La decisione di portare avanti un militarismo ai limiti della spregiudicatezza, portò allo scontro tra Bismarck e il Parlamento, che si risolse nell’induzione di Bismarck al re a governare senza l’approvazione parlamentare e ad appoggiarsi esclusivamente all’esercito.

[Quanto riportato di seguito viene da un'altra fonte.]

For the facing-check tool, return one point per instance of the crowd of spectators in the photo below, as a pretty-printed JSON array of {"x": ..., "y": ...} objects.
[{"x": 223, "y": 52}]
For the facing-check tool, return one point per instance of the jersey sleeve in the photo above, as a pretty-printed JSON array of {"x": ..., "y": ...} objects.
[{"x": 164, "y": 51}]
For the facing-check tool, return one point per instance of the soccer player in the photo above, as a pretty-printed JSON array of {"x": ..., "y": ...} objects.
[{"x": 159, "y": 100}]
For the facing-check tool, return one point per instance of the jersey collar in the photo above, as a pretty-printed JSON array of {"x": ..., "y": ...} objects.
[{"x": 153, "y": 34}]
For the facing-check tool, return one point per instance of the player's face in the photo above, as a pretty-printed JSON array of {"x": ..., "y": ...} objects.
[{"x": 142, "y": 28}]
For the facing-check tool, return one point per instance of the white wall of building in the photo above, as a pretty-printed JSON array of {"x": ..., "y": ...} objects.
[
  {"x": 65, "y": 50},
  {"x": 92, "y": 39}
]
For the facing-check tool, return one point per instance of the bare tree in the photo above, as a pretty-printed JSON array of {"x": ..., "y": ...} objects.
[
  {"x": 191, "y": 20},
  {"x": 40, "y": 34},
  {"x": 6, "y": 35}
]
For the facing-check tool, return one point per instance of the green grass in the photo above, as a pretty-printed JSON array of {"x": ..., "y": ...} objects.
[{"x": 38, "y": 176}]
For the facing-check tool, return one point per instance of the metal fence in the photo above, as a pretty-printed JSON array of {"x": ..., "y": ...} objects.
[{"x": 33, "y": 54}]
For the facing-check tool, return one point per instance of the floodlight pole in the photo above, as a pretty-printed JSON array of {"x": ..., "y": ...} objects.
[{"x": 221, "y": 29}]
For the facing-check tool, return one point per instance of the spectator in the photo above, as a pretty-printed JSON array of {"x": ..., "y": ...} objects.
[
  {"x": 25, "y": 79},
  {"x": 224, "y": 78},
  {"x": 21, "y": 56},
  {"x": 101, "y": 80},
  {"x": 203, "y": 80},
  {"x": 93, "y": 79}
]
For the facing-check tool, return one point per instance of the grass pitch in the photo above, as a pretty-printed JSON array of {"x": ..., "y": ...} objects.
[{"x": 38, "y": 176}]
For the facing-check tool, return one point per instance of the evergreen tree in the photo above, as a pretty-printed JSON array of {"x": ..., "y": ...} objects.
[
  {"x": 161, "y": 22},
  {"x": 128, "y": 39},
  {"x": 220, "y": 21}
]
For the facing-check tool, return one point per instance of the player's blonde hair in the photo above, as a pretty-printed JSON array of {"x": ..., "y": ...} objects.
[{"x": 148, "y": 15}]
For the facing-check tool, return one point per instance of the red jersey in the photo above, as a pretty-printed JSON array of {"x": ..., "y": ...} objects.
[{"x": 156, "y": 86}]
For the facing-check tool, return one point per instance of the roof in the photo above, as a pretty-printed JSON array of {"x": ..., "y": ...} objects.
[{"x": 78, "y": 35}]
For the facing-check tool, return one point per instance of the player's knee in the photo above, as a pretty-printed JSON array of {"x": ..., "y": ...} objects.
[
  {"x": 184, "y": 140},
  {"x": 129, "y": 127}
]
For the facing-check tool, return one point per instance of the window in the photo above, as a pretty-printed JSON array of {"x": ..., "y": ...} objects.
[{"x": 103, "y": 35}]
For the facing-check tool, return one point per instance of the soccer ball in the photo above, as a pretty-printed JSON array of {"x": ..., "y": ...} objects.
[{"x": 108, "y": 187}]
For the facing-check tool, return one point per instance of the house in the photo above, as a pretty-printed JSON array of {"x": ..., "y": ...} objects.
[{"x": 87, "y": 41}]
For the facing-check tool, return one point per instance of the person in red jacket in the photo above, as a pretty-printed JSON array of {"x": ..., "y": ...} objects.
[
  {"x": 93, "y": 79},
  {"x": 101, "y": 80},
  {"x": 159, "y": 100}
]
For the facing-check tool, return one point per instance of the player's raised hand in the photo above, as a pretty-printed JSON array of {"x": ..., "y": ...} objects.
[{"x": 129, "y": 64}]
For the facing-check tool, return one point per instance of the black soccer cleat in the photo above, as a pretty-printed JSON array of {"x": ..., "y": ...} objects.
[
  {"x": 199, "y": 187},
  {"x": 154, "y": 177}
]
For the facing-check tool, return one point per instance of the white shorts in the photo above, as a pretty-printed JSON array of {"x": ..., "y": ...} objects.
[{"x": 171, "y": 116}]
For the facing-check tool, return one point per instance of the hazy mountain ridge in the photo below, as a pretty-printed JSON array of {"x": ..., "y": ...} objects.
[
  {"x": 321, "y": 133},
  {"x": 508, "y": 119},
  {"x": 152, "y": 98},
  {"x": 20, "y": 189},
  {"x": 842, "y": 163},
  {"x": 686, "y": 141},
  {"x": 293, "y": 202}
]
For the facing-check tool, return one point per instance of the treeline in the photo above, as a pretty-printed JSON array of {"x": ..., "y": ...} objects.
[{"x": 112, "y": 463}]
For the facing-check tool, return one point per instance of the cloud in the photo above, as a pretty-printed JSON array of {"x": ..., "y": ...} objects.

L’aggressività della Prussia determinò anche l’ostilità dei regni tedeschi, che preferivano l’egemonia dell’Austria. Si aprì così la Guerra dei Ducati (1866) conclusasi con la Pace di Parigi a sfavore dell’Austria e con l’unificazione degli stati tedeschi sotto la Prussia.
Il progetto di unificazione della Prussia spaventò la Francia, che entrò in guerra con Berlino (19 Luglio 1870), in seguito alla proposta al cugino del re di Prussia del trono di Spagna, nella convinzione di ottenere una rapida vittoria. In realtà la guerra franco-prussiana, si concluse con la vittoria a più riprese dell’efficiente esercito tedesco sulle truppe francesi, che furono annientate nella battaglia di Sedan, che costrinse Napoleone alla resa (Settembre 1870).

Mentre l’Impero francese cadeva, nasceva l’Impero germanico, egemonizzato dalla Prussia e posto sotto il regime autoritario e militarista di Guglielmo I, che assunse il titolo di Kaiser (18 Gennaio 1871).